Outgoing Vancouver police Chief Jim Chu is keeping tight-lipped about plans for the future.
“I don’t know what I’m going to do next,” he said at a January 23 press conference. “Other than some time off, I don’t know what the future entails. I didn’t want to be actively looking for the next step while I’m serving as police chief. I wanted to be focused on my role, policing the city with impartial decision making.

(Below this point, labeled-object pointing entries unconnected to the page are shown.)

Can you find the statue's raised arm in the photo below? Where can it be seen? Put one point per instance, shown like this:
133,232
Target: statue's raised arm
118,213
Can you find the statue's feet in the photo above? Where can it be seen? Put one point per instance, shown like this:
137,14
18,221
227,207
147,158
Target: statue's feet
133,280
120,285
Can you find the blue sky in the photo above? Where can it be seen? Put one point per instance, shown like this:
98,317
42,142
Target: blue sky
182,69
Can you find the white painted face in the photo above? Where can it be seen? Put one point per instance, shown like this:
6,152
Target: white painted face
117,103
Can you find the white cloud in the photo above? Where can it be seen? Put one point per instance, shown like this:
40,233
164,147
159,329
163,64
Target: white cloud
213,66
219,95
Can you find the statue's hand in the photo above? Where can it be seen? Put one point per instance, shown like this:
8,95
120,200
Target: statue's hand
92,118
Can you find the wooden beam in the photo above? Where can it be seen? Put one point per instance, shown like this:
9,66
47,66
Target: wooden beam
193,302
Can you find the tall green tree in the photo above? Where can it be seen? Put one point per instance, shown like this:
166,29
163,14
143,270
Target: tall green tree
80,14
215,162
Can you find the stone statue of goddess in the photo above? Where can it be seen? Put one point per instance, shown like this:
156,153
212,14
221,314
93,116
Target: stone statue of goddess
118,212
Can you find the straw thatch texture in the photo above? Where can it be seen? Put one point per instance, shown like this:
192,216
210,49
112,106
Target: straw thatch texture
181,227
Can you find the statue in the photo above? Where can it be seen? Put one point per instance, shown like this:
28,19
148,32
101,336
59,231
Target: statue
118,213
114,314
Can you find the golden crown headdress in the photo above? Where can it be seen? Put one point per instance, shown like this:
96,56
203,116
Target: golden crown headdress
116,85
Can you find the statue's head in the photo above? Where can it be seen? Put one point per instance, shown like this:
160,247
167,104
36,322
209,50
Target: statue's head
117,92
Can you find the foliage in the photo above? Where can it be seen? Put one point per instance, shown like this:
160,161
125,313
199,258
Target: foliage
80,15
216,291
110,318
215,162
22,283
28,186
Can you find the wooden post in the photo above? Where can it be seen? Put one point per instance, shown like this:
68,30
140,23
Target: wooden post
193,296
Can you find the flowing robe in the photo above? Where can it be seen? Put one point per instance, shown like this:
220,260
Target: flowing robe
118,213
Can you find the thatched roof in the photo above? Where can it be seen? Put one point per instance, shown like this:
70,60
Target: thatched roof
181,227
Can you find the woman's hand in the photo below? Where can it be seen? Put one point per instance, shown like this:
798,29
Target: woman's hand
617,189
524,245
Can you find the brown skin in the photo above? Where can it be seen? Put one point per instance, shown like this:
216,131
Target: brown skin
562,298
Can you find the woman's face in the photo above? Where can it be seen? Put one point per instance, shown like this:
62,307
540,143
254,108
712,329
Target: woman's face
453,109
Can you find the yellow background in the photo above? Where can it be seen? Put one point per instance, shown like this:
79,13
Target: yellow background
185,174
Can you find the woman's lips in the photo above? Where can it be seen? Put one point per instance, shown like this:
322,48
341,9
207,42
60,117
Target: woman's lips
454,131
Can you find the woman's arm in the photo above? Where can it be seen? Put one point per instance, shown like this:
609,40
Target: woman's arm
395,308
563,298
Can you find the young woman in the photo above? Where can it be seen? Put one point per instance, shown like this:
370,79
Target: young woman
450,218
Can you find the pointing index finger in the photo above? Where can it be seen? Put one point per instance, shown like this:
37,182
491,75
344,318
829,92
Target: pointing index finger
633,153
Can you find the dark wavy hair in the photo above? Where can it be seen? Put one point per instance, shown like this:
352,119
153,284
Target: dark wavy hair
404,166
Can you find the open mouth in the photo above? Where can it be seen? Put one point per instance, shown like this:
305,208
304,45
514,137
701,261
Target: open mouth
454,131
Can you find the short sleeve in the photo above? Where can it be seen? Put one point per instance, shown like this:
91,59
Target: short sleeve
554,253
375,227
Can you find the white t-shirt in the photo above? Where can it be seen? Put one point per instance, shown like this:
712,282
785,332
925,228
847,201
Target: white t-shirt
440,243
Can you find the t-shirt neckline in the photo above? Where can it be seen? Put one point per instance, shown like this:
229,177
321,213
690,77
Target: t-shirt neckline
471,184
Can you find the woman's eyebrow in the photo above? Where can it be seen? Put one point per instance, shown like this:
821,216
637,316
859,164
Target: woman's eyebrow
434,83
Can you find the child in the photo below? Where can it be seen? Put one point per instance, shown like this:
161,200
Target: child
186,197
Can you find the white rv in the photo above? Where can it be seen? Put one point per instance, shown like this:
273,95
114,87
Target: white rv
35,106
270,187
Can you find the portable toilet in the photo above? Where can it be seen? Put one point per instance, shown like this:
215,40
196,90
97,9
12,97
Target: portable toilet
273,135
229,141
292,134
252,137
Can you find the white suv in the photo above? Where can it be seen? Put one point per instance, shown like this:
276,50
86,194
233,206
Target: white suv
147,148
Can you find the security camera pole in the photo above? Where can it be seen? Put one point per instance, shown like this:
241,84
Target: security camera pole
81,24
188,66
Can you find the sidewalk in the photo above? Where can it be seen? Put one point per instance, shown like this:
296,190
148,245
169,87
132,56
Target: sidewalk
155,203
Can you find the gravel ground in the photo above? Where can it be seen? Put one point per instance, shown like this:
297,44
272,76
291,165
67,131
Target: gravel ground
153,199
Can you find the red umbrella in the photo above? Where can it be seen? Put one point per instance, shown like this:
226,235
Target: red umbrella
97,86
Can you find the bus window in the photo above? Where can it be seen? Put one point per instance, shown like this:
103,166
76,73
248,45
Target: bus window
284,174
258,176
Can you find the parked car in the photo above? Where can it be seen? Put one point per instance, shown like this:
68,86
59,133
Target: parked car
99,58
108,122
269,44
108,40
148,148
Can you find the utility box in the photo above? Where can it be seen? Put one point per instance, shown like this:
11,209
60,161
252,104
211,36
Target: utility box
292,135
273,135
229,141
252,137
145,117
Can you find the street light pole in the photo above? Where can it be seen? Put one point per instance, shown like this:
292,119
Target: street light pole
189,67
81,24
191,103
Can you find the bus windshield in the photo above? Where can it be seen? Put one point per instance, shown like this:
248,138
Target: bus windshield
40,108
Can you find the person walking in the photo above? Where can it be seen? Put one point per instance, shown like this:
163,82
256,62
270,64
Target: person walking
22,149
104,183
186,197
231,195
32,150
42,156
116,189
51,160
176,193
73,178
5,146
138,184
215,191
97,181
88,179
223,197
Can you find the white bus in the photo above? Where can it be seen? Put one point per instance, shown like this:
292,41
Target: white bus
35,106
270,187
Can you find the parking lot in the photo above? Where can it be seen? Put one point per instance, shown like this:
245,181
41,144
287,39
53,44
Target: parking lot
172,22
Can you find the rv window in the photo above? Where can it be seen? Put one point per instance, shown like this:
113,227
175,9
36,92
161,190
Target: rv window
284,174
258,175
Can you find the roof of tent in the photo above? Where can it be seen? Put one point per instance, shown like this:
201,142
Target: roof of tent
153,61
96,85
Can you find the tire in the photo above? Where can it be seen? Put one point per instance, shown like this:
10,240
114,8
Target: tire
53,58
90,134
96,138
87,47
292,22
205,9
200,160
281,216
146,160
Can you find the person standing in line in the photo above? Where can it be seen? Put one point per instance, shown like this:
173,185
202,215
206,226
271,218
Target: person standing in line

But now that I’m leaving, I guess I’ll have to look around a bit more.”
With a federal election expected as early as the spring, Chu, who had announced his retirement just a few hours earlier, was repeatedly asked if he was considering running for public office.
“I’ve had many political approaches over the years, and my standard answer has been, ‘My job is serving as Vancouver police chief, and so I decline the opportunity,’” he said. “I think I will be saying the same thing until I’m not the Vancouver police chief anymore.”
Asked point blank, "So you're not saying no?", Chu moved on to a reporter with a question on a different topic.
Chu also denied he has plans to continue his policing career in Toronto.
“I don’t have any interest in other positions right now,” he said. “Whatever happens in the future, I’m sure you’re all going to find out.”
Speaking earlier in the morning, Vancouver Mayor Gregor Robertson said Chu had given the police board some time to find a new chief.
“We’re hoping to have that work done by the spring time,” he said. “We have some grace period here with the chief, who will be here in the meantime….No deadline, but we’re shooting for the spring time.”
Asked why he was retiring now, Chu noted he is the last of his academy class still serving with a police force. He also revealed there are some “timing issues” related to talent within his department.
“I’ve always told the people I was going to stay between five and 10 years,” he said. “I also have a concern that some senior executives in this organization may leave for other jobs. And I want them to have an opportunity to lead this organization.”
Chu declined to supply names for a potential successor. He noted that the police board would be looking nationally, but hinted he would like to see the hire come from within his department.
Robertson said Chu’s departure would leave big shoes to fill. He praised the VPD’s performance in recent years, noting there have been impressive reductions in homicides as well as less serious crimes.
The mayor also acknowledged challenges that Chu has faced, including the issue of missing and murdered aboriginal women, the city hosting the 2010 Winter Olympics, and policing protests in ways that ensure the respect of free speech. (Notably absent from Robertson’s list was a mention of the 2011 Stanley Cup riot.)
Describing some of his own accomplishments, Chu talked about how he brought diversity to the force and also increased female representation across the department.
“We’re sitting at about 23 percent female, which is, I think, the highest among major city police agencies in Canada,” he said. “In our leadership ranks, we’ve gone from two female inspectors in 2007 to seven right now.”
Asked what he felt he was leaving unfinished, Chu said there was still more progress to be made on mental health.
“There is definitely more to do in that area,” he emphasized. “That’s something the mayor and I will continue to work on for the next three or four months.”